“It’s kind of like a teabag,” says Ann Kramer, chief executive of clinical biomaterials company Electrospinning, as she describes the breakthrough medical device she is working on, which could free diabetics from daily insulin injections.
Instead of tea leaves, the fine nanofibre mesh would hold insulin-producing pancreatic beta cells inside it — protecting them from being destroyed by the body’s immune system — while allowing insulin molecules to travel through the membrane, being released into the body as needed.
“It would be implanted, probably in the perineal cavity,” says Kramer, holding her fingers up to her stomach to demonstrate. “We would make it soft so you wouldn’t feel it when you bent over or moved.”
The aim would be for the implant to last for at least two years, possibly longer.
No more measuring sugar levels, no more injections. No more need to wear an insulin pump. The device, being developed by the Oxford-based startup, is still at least two years from any real human use, but has the potential to transform diabetes treatment.
Diabetes affects around 422m people worldwide and is classed as an epidemic by the World Health Organisation. It is soon to be the seventh biggest cause of death worldwide. Yet a cure has so far eluded researchers.
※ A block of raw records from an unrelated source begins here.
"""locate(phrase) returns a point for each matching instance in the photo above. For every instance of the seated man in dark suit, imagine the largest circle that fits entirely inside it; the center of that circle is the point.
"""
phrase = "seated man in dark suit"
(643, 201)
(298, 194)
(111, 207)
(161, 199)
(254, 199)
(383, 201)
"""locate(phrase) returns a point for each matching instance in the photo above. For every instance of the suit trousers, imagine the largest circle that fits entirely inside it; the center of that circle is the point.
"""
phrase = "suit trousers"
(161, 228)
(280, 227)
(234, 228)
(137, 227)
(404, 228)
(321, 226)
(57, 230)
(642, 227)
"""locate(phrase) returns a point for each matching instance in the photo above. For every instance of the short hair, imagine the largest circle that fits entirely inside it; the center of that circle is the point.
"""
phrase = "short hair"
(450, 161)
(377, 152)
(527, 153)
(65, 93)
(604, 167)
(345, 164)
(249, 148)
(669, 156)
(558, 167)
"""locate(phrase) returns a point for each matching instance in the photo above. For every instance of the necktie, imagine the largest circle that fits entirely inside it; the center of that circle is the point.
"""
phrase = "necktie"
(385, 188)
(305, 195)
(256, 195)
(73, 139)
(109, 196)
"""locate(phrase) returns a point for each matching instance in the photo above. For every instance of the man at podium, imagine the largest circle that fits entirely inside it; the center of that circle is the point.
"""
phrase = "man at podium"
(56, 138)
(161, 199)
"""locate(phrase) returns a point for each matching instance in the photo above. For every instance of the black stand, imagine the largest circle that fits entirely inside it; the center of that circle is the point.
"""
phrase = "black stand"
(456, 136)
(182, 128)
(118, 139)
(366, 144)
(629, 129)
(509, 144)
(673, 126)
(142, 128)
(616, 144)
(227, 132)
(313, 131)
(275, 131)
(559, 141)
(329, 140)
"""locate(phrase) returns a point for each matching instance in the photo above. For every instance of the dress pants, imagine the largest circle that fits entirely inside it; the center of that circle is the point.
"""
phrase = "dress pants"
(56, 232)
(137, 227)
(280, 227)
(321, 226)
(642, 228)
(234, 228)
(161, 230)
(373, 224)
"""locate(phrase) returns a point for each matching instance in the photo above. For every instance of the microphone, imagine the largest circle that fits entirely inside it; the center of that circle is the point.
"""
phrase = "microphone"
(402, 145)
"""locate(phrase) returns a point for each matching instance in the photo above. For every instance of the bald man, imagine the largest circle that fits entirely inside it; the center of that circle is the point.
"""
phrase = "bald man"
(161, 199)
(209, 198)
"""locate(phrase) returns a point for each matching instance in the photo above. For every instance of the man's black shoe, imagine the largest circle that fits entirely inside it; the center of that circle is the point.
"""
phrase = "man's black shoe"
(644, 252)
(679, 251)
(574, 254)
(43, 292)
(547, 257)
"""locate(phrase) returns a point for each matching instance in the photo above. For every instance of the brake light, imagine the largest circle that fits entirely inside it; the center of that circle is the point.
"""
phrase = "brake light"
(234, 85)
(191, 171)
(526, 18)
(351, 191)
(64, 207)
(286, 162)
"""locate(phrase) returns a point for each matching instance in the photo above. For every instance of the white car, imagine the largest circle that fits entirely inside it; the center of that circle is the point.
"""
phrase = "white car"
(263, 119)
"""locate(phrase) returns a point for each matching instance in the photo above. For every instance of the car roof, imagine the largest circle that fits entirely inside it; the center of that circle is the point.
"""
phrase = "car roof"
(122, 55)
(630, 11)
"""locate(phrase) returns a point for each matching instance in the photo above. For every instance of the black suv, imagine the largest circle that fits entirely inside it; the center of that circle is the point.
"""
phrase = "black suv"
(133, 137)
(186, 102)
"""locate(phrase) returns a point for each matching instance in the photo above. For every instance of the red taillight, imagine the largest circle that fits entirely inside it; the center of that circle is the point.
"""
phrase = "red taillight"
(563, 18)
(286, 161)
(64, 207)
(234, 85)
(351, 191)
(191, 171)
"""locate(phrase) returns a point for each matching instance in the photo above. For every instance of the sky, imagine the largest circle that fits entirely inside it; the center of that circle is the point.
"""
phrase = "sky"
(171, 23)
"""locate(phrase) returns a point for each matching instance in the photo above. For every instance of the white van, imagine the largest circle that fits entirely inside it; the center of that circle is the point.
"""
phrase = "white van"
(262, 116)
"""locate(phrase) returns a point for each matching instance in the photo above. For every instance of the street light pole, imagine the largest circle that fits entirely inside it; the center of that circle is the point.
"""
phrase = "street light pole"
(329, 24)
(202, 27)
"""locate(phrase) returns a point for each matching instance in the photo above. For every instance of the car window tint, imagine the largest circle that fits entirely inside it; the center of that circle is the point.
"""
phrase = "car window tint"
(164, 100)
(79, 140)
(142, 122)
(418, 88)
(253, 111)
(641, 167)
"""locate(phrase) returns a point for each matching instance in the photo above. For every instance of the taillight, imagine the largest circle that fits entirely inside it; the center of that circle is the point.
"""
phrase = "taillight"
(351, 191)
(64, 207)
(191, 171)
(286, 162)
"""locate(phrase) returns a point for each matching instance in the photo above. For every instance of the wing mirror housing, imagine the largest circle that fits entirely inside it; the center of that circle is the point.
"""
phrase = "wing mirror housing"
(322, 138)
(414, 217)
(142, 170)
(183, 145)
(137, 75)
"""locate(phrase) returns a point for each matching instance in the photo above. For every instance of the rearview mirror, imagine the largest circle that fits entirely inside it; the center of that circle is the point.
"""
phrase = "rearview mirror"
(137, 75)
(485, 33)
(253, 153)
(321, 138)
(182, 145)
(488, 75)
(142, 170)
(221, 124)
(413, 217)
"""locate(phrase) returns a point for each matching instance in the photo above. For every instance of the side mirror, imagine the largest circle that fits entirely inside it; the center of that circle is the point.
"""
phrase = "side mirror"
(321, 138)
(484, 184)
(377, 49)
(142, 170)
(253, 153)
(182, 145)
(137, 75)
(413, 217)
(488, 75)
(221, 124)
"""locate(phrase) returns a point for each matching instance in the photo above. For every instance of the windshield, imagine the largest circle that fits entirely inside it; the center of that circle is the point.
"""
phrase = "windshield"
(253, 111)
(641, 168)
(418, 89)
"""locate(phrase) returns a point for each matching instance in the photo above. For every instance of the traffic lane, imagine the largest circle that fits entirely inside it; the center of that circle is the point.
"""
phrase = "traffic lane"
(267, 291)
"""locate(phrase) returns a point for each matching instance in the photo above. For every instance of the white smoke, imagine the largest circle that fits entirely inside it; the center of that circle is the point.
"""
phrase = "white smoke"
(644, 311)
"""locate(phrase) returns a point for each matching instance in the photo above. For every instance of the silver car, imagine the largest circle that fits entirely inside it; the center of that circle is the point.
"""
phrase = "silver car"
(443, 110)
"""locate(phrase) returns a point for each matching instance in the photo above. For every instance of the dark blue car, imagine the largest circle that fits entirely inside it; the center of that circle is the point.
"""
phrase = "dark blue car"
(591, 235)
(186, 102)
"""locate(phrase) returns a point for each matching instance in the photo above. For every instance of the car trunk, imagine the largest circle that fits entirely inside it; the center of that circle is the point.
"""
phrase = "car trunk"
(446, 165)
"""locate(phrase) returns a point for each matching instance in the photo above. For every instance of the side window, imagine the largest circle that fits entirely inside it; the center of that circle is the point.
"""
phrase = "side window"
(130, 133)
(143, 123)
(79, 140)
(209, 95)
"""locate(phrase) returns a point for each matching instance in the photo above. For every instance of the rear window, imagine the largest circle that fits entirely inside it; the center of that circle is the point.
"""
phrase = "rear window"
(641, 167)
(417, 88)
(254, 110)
One of the new promising treatments for the disease is cell therapy, where the missing insulin-producing cells would be replaced by new ones. Already in 2016, the Diabetes Research Institute in the US succeeded in a cell transplant that allowed the 41-year-old male recipient, a Type 1 diabetic, to discontinue insulin treatment.
However, transplanting pancreatic cells has proven tricky as they tend to be attacked and destroyed by the immune system. Finding a way to effectively protect the beta cells, therefore, has become key to making cell therapy work.
US company ViaCyte is working on a similar protective device to shield transplanted cells, working with Gore, the company that makes Gore-Tex fabrics, to develop a protective shield. Other companies working on protective pouches include Canada’s Sernova, US company Sigilon Therapeutics and Danish pharma company Novo Nordisk.
Kramer believes that Electrospinning’s material, made out of nanofibres a 100th the thickness of a human hair, could be a good option for the protective casing. Nanofibres are already in many medical devices.
They can be designed to mimic structures in the body and to create “scaffolding” that guides cells into the right places to grow, for example.
Electrospinning is working with a US medical company, which is using a nanofibre mesh to help guide cells to heal joins between bones and tendons. It is a bit like helping regrow a coral reef by seeding the seabed with artificial coral.
The fact that the material is already approved for other medical procedures is an advantage.
“The FDA [US Food and Drug Administration] has already approved these for other uses, it is a raw material that they have seen before,” says Kramer.
Electrospinning has a patent, and has proven the technology on rodent cells. The project has been financed so far by Proof of Concept funding at Harwell Campus, supported by a grant from the UK’s Science and Technology Facilities Council and involving working with a partner organisation, the Medical Research Council.
However, it is now looking to raise funding to take the research to the next phase and prove it can work with humans, and is looking to partner with a cell therapy company.